Minggu, 27 Desember 2015

Liburan Naik Kursi Roda



Cerita liburanku bersama keluarga kali ini memang sedikit agak horor, abis selain naik pesawat aku juga naik kursi roda, ini bukan bercanda loh!.


Kali ini aku hanya duduk manis, nggak mengurus tiket, penginapan dan transportasi, semuanya sudah diatur oleh sang EO, Karra, Karris dan ibu Inka. Urusanku cuma mengemas pakaianku sendiri, yang disupervisi setiap hari oleh wanita yang menemaniku berumah tangga lebih dari seperempat abad, “Udah ngepak belum?”, atau “Kok, belum ngepak juga!”, bayangkan setiap malam padahal Belandanya masih jauh!. Di malam terakhir sebelum kami berangkat ke esokan harinya, 24 Desember 2015, tugas mengemas pakaian aku selesaikan nggak lebih dari 5 menit.

Pesawat penerbangan kedua sehari menjelang Natal yang bertempatan dengan libur Maulid Nabi Muhammad SAW, terlambat satu jam. Sesampainya di tujuan sudah lewat tengah hari, mobil sewaan yang dikemudikan oleh Komang sudah menanti, “Mang, ke Ubud” kata istriku yang menjadi pelanggan Komang, putra Bali asli. Karris juga memanggil Mang tidak hanya kepada Komang tetapi kepada semua lelaki Bali yang disapanya. Emangnya di Sunda manggil Mang.


Ubud menjadi tujuan paling jauh liburan kami kali ini, selebihnya pantai-pantai di daerah selatan, Pandawa salah satunya.
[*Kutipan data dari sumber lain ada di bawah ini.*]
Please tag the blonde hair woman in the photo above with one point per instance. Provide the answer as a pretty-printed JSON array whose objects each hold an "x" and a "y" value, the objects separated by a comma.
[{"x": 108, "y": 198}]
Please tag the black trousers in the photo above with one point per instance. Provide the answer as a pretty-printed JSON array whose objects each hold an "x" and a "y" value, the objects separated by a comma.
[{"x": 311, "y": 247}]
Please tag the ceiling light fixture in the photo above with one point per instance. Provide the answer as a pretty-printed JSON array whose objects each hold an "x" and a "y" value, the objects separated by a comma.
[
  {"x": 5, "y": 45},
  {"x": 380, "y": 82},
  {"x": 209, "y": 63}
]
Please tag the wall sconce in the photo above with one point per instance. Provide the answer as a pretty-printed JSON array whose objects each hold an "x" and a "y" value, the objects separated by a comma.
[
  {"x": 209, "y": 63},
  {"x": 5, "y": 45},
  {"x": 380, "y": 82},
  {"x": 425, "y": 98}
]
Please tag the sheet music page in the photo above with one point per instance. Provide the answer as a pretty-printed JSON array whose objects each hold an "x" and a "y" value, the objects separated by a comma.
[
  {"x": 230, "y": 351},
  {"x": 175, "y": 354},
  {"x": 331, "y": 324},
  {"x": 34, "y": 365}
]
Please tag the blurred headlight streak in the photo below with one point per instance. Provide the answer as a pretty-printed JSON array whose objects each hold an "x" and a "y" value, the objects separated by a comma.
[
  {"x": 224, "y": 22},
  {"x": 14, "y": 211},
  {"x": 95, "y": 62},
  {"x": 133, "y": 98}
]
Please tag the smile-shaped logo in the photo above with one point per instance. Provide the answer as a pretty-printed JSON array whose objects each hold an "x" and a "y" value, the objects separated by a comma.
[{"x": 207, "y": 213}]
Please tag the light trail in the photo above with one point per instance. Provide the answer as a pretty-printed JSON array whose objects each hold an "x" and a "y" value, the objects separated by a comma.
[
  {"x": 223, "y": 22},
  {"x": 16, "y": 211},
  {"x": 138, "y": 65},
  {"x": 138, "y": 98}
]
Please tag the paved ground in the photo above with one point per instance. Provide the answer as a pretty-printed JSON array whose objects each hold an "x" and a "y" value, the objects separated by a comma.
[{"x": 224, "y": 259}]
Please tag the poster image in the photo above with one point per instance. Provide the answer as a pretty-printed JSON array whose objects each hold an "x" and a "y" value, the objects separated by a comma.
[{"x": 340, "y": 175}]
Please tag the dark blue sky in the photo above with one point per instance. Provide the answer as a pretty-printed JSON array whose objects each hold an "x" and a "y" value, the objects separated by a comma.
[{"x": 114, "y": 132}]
Jujur aja aku sebetulnya kurang suka pantai abis panas dan pliket, apa boleh buat aku nggak ikutan bikin itinerary-nya.


Selepas makan siang dengan nasi Bali, check in penginapan, mengunjungi museum Blanco, dilanjutnya dengan acara ngupi-ngupi di Pomegranate Café. Yang terakhir aku sebutkan ini mencarinya agak susah, banyak yang nggak tahu lokasinya walaupun penduduk asli Ubud sekalipun.

Untung aku membawa handphone pintar keluaran terbaru, sudah tentu cocok dengan orang pintar sepertiku. Katanya dari museum kami harus berjalan kaki, emang nggak bisa naik mobil?.
Bisa sih naik mobil tapi nggak berapa lama ketemu gang yang hanya bisa dilalui naik motor atau berjalan kaki, “Nggak salah nih?” kuucapkan pertanyaanku.


“Nggak salah pak, emang ini jalannya” begitu ucapan yang terlontar dari jawabannya. Kamu jangan buru-buru bilang, “Hebat banget HP pintarmu Men!”, karena jawaban yang kuterima tadi memang bukan dari HPku tapi dari wanita Bali yang naik motor nggak pakai helem.

Nah, jalan kakinya menurut google maps selama 21 menit, mana harus bolak-balik menyusuri jalan setapak yang di kiri dan kanannya persawahan Ubud, bagus banget, padahal keseleo di kakiku belum sembuh betul, ini salah satu penyebabnya aku sesampainya di Bandara Soetta harus naik kursi roda sampai taksi, hiks.


Sakitnya hati ini, eh sakitnya kaki ini terbayar dengan liburan menyenangkan, menapak-tilasi bulan madu 25 tahun lalu, namun sekarang bersama 2 buntut.

Nah, beberapa tahun lalu kami juga ke Bali dengan oleh-oleh kakiku pincang sesampainya rumah nggak bisa jalan, gara-gara asam urat, mungkin karena enaknya berkuliner di Bali. Berhubung itu pertama kali kena asam urat, jadi aku nggak mengira karena penyakit tetapi karena pengaruh mistis.

“Jangan nakut-nakutin gitu dong! Emang pengaruh mistis apa!”.
“Gara-gara aku nginjek sajen di Pasar Sukowati”.